O MPAC recomenda equipes multiprofissionais nas escolas de Rio Branco e quer que a rede pública estadual e municipal adote medidas para ampliar o atendimento psicossocial aos estudantes. A recomendação inclui a presença de psicólogos e assistentes sociais nas escolas e a implementação de uma política voltada à saúde mental no ambiente escolar.
As medidas foram expedidas pelo Ministério Público do Estado do Acre (MPAC), por meio da Promotoria de Justiça Especializada de Defesa da Educação e da 1ª Promotoria de Justiça Especializada de Defesa da Criança e do Adolescente. O objetivo é garantir o cumprimento das Leis Federais nº 13.935/2019 e nº 14.819/2024.
Na prática, as recomendações foram direcionadas tanto à rede estadual quanto municipal de ensino em Rio Branco. A Recomendação nº 01/2026 foi encaminhada à Secretaria de Estado de Educação e Cultura do Acre e ao Conselho Estadual de Educação. Já a Recomendação nº 02/2026 foi enviada à Secretaria Municipal de Educação de Rio Branco e ao Conselho Municipal de Educação.
Segundo o MPAC, o avanço da violência escolar exige uma atuação mais ampla dentro das escolas. O órgão aponta que episódios de agressão, bullying, discriminação, negligência familiar, sofrimento psicológico e até discursos de ódio costumam estar ligados a contextos de vulnerabilidade social e falta de acompanhamento adequado.
Por isso, o Ministério Público defende uma atuação integrada entre educação, saúde, assistência social, segurança pública e órgãos de proteção à infância para prevenir situações de violência e fortalecer a saúde mental de crianças e adolescentes.
O que o MPAC recomendou às escolas de Rio Branco?
Entre as medidas cobradas está a implementação integral da Lei Federal nº 13.935/2019, no prazo de até 90 dias, garantindo equipes multiprofissionais compostas por psicólogos e assistentes sociais vinculados à rede pública de educação básica.
No mesmo período, o MPAC também recomendou o cumprimento da Política Nacional de Atenção Psicossocial nas Comunidades Escolares, criada pela Lei nº 14.819/2024.
Outra medida considerada prioritária é a realização de um diagnóstico técnico da rede pública de ensino, em até 30 dias. O levantamento deverá mapear as principais demandas psicossociais dos estudantes, identificar o número atual de profissionais disponíveis e apontar a necessidade de ampliação do atendimento.

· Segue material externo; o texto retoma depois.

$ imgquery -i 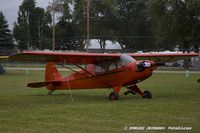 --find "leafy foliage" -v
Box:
[0,12,14,49]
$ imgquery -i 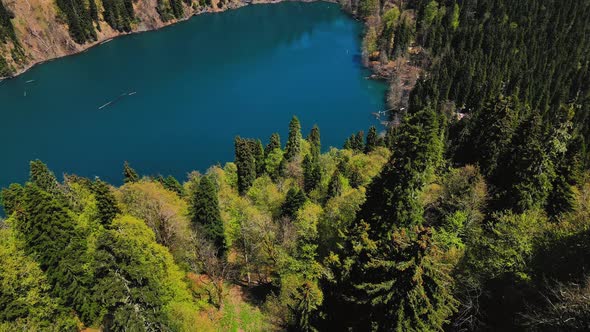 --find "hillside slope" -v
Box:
[0,0,296,78]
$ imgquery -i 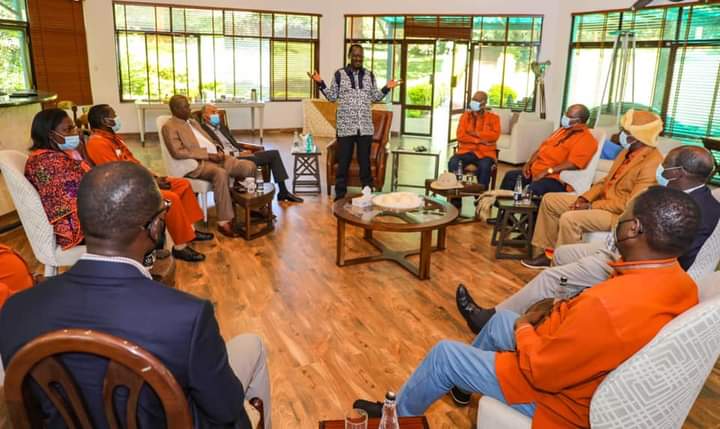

Além disso, o órgão recomendou a criação de regulamentações específicas para definir como psicólogos e assistentes sociais irão atuar nas escolas, incluindo cronograma de implantação, previsão orçamentária e estratégias de execução.
MPAC alerta para possíveis medidas judiciais
O Ministério Público também orientou a criação ou ampliação de cargos efetivos de psicólogos e assistentes sociais na educação pública, além da capacitação continuada de professores e gestores escolares.
Outro ponto destacado é a articulação entre as escolas e serviços de proteção social e saúde, como centros de assistência e conselhos de proteção à infância.
O MPAC informou que o descumprimento injustificado das recomendações poderá resultar em medidas judiciais e extrajudiciais, incluindo o ajuizamento de Ação Civil Pública.
As recomendações foram assinadas pelos promotores de Justiça Ricardo Coelho de Carvalho e Abelardo Townes de Castro Júnior.